Adinda's journey also involves two key figures. Reno, her ex-boyfriend—now a police detective—helps unravel various mysteries. Meanwhile, Fajar Darma, an architect, possesses a keen intuition regarding historic buildings that harbor mystical elements.

== Cast ==
=== Main ===
- Nadya Arina as Adinda Larasati: Adam and Kania's daughter; Aditya's sister; Reno's ex-fiancée
  - Aurel as child Adinda
- Kevin Julio as Fajar Darma
- Bara Valentino as Reno Wisnu Aji: Adinda's ex-fiancée
- Dimas Putra as Aditya Laksamana: Adam and Kania's son; Adinda's younger brother
- Cut Keke as Kania Kinanti: Adam's wife; Adinda and Aditya's mother
- Atalarik Syach as Adam Iryawan: Irwansyah's son; Kania's husband; Adinda and Aditya's father
- Teuku Zacky as Ki Rawa

=== Recurring ===
- Bopak Castello as Bobby
- Daus Separo as Malih
- Eldania Zahra as Pipit
- Iyang Darmawan as Pak RT Heru
- Renny Novita as Mbak Wini
- Ayuditha as Mpok Mini
- Aditya Rino as Aboy
- Vista Putri as Wanti
- Chika Waode as Asih
- Agung Saga as Karta
- Denino as Danny

=== Special appearances ===
- Chika Waode as Asih (eps 1-2)
- Shezy Idris as Yuni (eps 3-4)
- Puja Lauda as Pati (eps 3-4)
- Bernie Robson as Adi (eps 3-4)
- Kartika Sari Daud as Nenek Yuni (eps 3-4)
- Angga Asyafriena as Yuda (eps 5 -6)
- Jesslyn Elvaretta as Dita (eps 5-6)
- Rakhena Putri as Murni (eps 5-6)
- Andri Fairel as Soleh (eps 5-6)
- Yogi Werner as Harun (eps 5-6)
- Woro Gia as Nining (eps 5-6)
- Rachel Patricia as Lala Amelia (eps 7)
- Febry Khey as Lilis (eps 7)
- Valencia Evelyn as Arum (eps 7)
- Bianca Ramadhanty Farisi as Hera (eps 7)
- Irvanno Avryelle as Jojo (eps 7)
- Ryan Novanda as Andi (eps 7)
- Hafid Danulana as Arul (eps 7)
- Revan Dhika as Dado (eps 7)
- Firdha Razak as Ratna (eps 8)
- Indah Nicole as Indah (eps 8)
- Ivan Leonardo as Papa Andi (eps 8)
- Dr.
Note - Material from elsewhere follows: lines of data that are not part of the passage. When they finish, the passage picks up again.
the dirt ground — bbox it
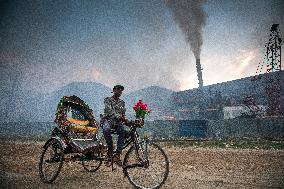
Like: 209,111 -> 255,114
0,141 -> 284,189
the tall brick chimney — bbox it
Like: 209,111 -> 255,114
196,59 -> 203,88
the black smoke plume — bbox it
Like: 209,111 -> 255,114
166,0 -> 207,59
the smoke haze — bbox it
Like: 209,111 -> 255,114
166,0 -> 207,59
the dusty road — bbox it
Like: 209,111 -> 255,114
0,141 -> 284,188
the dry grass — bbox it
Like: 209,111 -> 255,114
0,141 -> 284,188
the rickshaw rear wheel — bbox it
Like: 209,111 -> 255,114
81,154 -> 102,172
39,138 -> 64,183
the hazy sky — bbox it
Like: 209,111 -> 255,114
0,0 -> 284,92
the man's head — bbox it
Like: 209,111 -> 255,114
112,85 -> 124,98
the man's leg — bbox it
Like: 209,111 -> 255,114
116,124 -> 125,154
103,121 -> 113,156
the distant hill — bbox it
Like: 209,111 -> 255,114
0,82 -> 173,122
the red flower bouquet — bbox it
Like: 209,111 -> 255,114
133,100 -> 151,119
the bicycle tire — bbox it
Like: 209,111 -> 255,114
81,154 -> 103,173
123,142 -> 169,189
39,139 -> 64,183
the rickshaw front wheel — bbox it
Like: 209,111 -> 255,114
39,138 -> 64,183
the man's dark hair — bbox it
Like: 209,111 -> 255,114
112,85 -> 124,90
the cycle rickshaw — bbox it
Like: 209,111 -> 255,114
39,96 -> 169,188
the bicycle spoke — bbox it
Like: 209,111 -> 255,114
124,144 -> 169,188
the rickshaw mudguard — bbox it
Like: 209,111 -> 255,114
43,136 -> 67,149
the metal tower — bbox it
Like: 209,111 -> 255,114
265,24 -> 282,116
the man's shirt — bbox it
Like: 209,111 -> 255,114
104,97 -> 126,123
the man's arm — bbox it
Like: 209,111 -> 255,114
104,97 -> 115,118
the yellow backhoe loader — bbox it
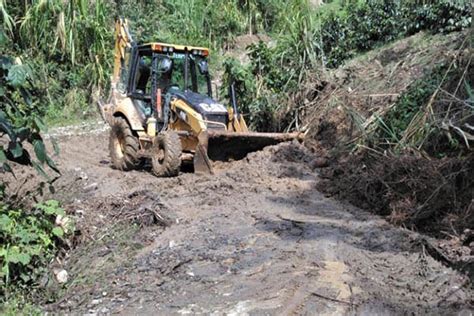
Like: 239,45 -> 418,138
100,19 -> 302,176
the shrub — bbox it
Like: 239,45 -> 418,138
0,200 -> 72,288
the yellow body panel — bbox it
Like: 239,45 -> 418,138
145,42 -> 209,56
113,97 -> 145,131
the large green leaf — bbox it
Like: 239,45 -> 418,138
7,65 -> 28,87
34,117 -> 48,132
32,139 -> 48,163
0,148 -> 7,165
8,142 -> 23,158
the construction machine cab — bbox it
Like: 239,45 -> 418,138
100,19 -> 298,176
120,43 -> 216,124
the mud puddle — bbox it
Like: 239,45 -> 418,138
28,123 -> 473,315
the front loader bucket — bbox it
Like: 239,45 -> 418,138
207,130 -> 303,161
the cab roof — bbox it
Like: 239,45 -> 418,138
138,42 -> 209,56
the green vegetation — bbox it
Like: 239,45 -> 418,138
0,200 -> 72,295
0,0 -> 474,312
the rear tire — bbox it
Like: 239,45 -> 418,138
151,131 -> 182,177
109,117 -> 140,171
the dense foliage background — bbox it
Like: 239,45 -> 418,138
0,0 -> 474,308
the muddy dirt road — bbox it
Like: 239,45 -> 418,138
37,123 -> 472,315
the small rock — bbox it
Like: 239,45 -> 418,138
84,182 -> 98,192
53,269 -> 68,284
311,158 -> 329,169
91,299 -> 102,306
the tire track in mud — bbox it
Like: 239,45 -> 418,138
43,123 -> 472,315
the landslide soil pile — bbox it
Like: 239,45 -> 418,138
19,125 -> 473,315
302,32 -> 474,262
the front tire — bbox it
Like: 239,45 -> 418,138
109,117 -> 140,171
151,131 -> 182,177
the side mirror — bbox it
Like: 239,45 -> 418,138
158,57 -> 173,73
198,60 -> 209,75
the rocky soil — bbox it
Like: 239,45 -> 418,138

Arif Kurniawan as Dokter Riko (eps 9)
- Dini Hanipahm as Gendhis (eps 9)
- Lilis Suganda as Utami (eps 9)
- Krisna Mukti as Mahendra (eps 9)
- Kemal Nurza as Inspector Bayu (eps 9)
- Adinda Latief as Asmi (eps 9)
- Rizky Firmansyah as Bondan (eps 9)
- Joe P Project as Jufri (eps 11)
- Emmie Lemu as Ida (eps 11)
- Faradiba as Neneng (eps 11)
- Aurellia Salma Varissa as Ayu (eps 12)
- Ike Muti as Mona (eps 12)
- Ali Mustafa as Robby (eps 12)
- Patar Silaban as Ivan (eps 12)
- Ayu Inten as Rami (eps 13)
- Chelcy Clarissa as Rami Muda (eps 13)
- Firan Sungkar as Kusno (eps 13)
- Adnan Djani as Lukman (eps 13)
- Callista Mercy as Kiki (eps 14)
- Guntur Nugraha as Danny (eps 14)
- Mayang Naomi as Ratih (eps 14)
- Reza Aditya as Toni (eps 15)
- Fitria Rasyidi as Evi (eps 15)
- Ida Laviany Yahya as Ibu Panti (eps 16)
- Nabilah Nariswari as Gaby (eps 16)
- Messy Alfiando as Gilang (eps 16)
- Mariana Putri as Indri (eps 16)
- Richard Derrick as Rio (eps 16)
- Azca Anhaf Baehaqi as Reno Remaja (eps 18)
- Bobby Suardi as Henry (eps 18)
- Abiyu as Henry Remaja (eps 18)
- Andri Kartiwa as Papa Reno (eps 18)
- Finza Kevin as Adam Remaja (eps 19)
- Nazwa Alesha as Kania Remaja (eps 19)
- Mackenzie Williams as Malini (eps 19)
- Kahfi Danesh as Ki Rawa Remaja (eps 19)

== Production ==
=== Casting ===
Nadya Arina was confirmed to play Adinda. and marks her comeback to TV after 3 year hiatus. Cut Keke was roped as Kania Kinanti. Teuku Zacky, credited as Jordan in this series, plays the role of Ki Rawa.